MyMedicare: benefits and tax traps

3 minute read


How the voluntary patient registration model intersects with practices’ tax obligations is still not clear.


Australia’s new MyMedicare voluntary registration model aims to strengthen the relationship between patients and their providers, with the 2023-24 Budget committing $19.7 million in the program over four years and a further $39.8 million to support systems delivery through Services Australia.
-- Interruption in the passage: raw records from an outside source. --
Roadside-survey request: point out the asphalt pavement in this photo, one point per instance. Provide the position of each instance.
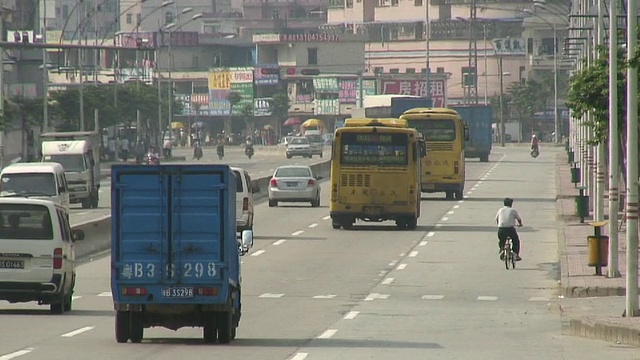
(263, 164)
(311, 292)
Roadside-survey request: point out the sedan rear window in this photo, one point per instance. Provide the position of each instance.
(25, 222)
(293, 172)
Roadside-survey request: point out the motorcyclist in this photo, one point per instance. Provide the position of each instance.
(534, 144)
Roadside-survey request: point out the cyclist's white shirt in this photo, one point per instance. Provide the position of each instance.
(507, 217)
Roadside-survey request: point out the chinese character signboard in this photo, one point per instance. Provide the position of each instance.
(417, 88)
(326, 85)
(262, 106)
(509, 46)
(327, 107)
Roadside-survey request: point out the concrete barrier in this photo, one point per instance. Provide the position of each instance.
(97, 236)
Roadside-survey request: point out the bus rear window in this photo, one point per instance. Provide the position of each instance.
(435, 130)
(373, 149)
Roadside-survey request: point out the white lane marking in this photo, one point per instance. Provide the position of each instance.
(15, 354)
(324, 296)
(328, 334)
(299, 356)
(78, 332)
(539, 298)
(271, 296)
(374, 296)
(351, 315)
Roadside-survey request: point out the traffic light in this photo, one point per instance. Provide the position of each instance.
(310, 72)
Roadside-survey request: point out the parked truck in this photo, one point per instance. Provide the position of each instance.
(478, 119)
(175, 256)
(79, 154)
(388, 106)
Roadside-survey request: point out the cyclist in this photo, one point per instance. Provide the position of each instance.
(507, 218)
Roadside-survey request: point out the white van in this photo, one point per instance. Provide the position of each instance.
(37, 256)
(244, 199)
(36, 180)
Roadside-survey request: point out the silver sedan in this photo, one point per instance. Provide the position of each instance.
(294, 183)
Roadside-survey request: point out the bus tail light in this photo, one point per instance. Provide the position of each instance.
(57, 258)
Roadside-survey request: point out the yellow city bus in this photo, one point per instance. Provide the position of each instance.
(444, 131)
(375, 174)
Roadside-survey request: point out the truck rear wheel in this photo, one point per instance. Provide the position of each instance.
(122, 326)
(224, 324)
(209, 331)
(136, 330)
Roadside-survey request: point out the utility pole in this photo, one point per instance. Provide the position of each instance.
(632, 162)
(614, 171)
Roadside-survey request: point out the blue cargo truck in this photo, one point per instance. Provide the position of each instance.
(479, 119)
(175, 255)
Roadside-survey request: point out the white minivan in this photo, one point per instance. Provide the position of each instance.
(44, 180)
(244, 199)
(37, 255)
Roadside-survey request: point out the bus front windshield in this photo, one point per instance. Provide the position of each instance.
(435, 130)
(374, 149)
Eligibility for practices and providers

To be eligible for MyMedicare, a general practice must:

  • provide Medicare-funded services
  • be registered with Provider Digital Access (PRODA), the Health Professional Online Services (HPOS) and the Organisation Register
  • have at least one eligible provider linked to the practice in the Organisation Register – providers can includer GP registrars, vocationally registered and non-vocationally registered doctors
  • be an accredited practice.

To be eligible for MyMedicare, providers must:

  • work at a MyMedicare-registered practice
  • be linked to the practice on the Organisation Register
  • have a valid Medicare provider number.

Benefits for practices

MyMedicare-registered practices will have access to more information about regular patients, longer MBS telehealth consultations linked to MyMedicare, new blended funding payments to support those with complex, chronic diseases who frequently attend hospitals and chronic disease management items limed to a patient’s registration from November 2024.

Registered practices will also have access to the aged care incentive to support health assessments, care plans and regular GP visits in residential age care homes.

Registered practices that provide services to patients who would benefit from the new MyMedicare-linked MBS telehealth consultations or provide care to people in residential care are encouraged to register in MyMedicare as a priority over the next three months.

How does this work with payroll tax?

The federal government still does not seem to have received the message about the current issues surrounding payroll tax and general practice.

While practices are all being told not to refer to doctors as working at the practice, as this language makes them look more like employees whose income incurs payroll tax, the MyMedicare site clearly notes that to be eligible for My Medicare, providers “must work at a MyMedicare-eligible practice”. The mixed messages from different levels of government only add to the confusion practice owners face.

A key element of the payroll tax debate has been around the ownership of patients and the recommendation that patient records be “owned” by the doctor or at least “not owned” by the practice. With the requirement for patients to register with a practice to be eligible for MyMedicare, will this influence the argument around payroll tax? This is still yet to be seen.

The argument for payroll tax liability is that by registering at a practice, a patient is clearly not choosing a doctor but the practice. The argument against is that this is merely a registration process required by the Commonwealth to allow practitioners practising from the site to be able to access additional billing items available under Medicare.

Ultimately, the impact of My Medicare and its impact on the payroll tax issues is still being worked through. We will continue to monitor this program and the payroll tax debate and provide clients with information as it becomes available.

Paul Copeland is William Buck director of business advisory.